Ship tracking shows that practically all the tankers and cargo vessels that in January 2023 sailed from the north Russian port with export goods were heading to ports in Turkey, North Africa, Asia and South America
Among the key destinations were the Turkish ports of Iskenderun and Zonguldak and Egyptian Ports Said. In addition, carriers had course for ports in Brazil, Libya, Morocco and China.
There were also ships heading towards Mumbai, India.
Russia in spring 2022 stopped releasing official statistics on its international trade. But, figures from other sources show the dramatic shift in partner countries.
Data from Telegram channel Tverdye Tsifri show that exports to India in November 2022 increased six-fold year-on-year, and to Malaysia with 2,6 times. There is also a significant increase in shipments to China and Turkey.
According to newspaper RBC, by late 2022 about 40 percent of all shipments of Russian crude oil was bought by India. And Turkey bought 21 percent of the oil.
Russian exports of oil to China in the period January-November 2022 increased by 10 percent compared with the same period in 2021. In November, Russia exceeded Saudi Arabia as the biggest oil exporter to China.
At the same time, Russian overall oil exports by ship are in decline. The negative trend started in November, and in the first half of December shipments are reported to have dropped by about 50 percent.
China is today the most important trade partner of Russia, while Turkey has become the most important transit hub. The latter has also become a key partner for imports to Russia. Major volumes of goods from third countries are today exported to Russia via Turkey.
Over the past years, about 55 percent of Russia’s export has been to the “unfriendly” countries in the EU. In 2022, the figure dropped to 45 percent, RBC reports.
A lion’s share of the export to the EU has been oil and natural gas. With the oil embargo that came into effect in early December 2022 and the sharp reduction of natural gas imports, the Russia-EU trade will in 2023 be dramatically lower.
Metals and ores like nickel are still exported to the EU. However, Russia’s major mining and metallurgy company Nornickel has made clear that it is ready to open alternative export routes and markets outside the union.
The big shift in trade partners and shipping routes is bad news for the Port of Murmansk. The distance to the markets is significantly growing along with transportation costs. It could also affect the region’s plans for new seaport development.

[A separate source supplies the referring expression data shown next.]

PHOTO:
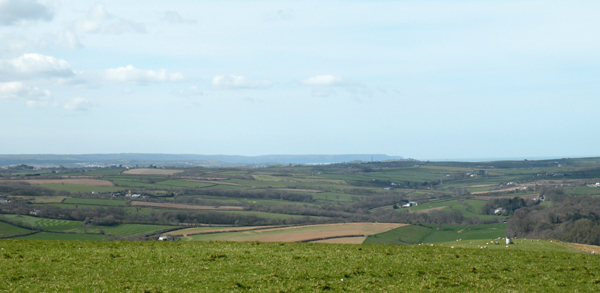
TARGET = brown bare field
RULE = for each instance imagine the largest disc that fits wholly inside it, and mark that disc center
(147, 171)
(210, 230)
(299, 190)
(497, 191)
(89, 182)
(204, 178)
(343, 240)
(480, 185)
(183, 206)
(428, 210)
(584, 247)
(42, 199)
(526, 196)
(213, 182)
(304, 233)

However, the situation does not seem to bother Governor Andrei Chibis, who is proceeding with the development of the Lavna port on the western shore of the Kola Bay.
“This port complex will allow our country to transfer goods flows from Baltic to Russian port, something that is of major relevance today. It will also help us conquer new markets and increase [local] exports of coal to 18 million tons per year,” he said during a recent visit to the terminal site.